What’s With Romaine Lettuce?
In case you’re wondering what’s with romaine lettuce. There’s good news: The CDC released an update regarding the status of the E. coli infected lettuce.
It turns out that the problematic lettuce can be traced to Central Coastal growing regions of northern and central California. This means that romaine lettuce harvested in other regions are okay.
Since the previous update on November 20, another eleven individuals were added to the investigation. As things stand now, there have been:
- 43 cases of E. coli 0157:H7 illness
- in 12 states,
- 9 of them from New Jersey.
- 16 people have been hospitalized.
- And 1 person got sick with hymolytic uremic syndrome (HUS), a type of kidney failure.
The FDA plans on implementing a label requirement on romaine lettuce. The label would notify buyers about the location of the region in which the lettuce was harvested.
What’s with romaine lettuce you don’t know about?
Without a label or store sign indicating that the lettuce was grown and harvested in a safe region, don’t buy the it, says the CDC. When in doubt, avoid the romaine. Don’t serve, sell, or eat romaine lettuce with questionable origins.

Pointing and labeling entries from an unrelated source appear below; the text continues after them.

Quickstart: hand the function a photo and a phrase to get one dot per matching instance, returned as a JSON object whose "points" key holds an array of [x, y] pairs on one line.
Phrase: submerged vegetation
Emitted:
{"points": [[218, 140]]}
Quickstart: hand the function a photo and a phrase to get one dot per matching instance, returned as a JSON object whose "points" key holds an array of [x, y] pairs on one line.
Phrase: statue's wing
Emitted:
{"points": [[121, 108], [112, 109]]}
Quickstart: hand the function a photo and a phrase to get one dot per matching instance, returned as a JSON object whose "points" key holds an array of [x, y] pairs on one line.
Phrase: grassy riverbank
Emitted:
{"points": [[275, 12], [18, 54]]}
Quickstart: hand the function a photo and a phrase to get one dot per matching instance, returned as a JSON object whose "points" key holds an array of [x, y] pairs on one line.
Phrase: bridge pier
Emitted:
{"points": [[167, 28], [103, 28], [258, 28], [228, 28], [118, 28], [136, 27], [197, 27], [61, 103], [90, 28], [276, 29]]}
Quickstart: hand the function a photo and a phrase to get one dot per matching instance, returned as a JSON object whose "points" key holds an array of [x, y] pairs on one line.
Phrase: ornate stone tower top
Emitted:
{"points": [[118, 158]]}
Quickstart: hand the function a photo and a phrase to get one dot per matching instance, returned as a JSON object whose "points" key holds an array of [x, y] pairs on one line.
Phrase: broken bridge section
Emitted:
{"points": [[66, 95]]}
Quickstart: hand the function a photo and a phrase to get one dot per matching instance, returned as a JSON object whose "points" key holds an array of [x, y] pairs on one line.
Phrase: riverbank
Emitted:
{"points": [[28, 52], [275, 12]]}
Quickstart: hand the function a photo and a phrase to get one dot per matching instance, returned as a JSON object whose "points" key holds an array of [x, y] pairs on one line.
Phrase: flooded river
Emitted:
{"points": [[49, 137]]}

Lettuce grown in a greenhouse and hydroponically grown lettuce are safe.
The specific problematic regions include Monterey, Santa Barbara, Santa Cruz, San Luis Obispo, San Benito, and Ventura.
Despite the findings, the FDA hasn’t been able to trace the lettuce that the ill individuals ate. “No common grower, supplier, distributor, or brand of romaine lettuce has been identified.”
So play it safe and know that what’s with romaine lettuce? depends on where it came from. Just make sure that it’s not from one of the places on this list.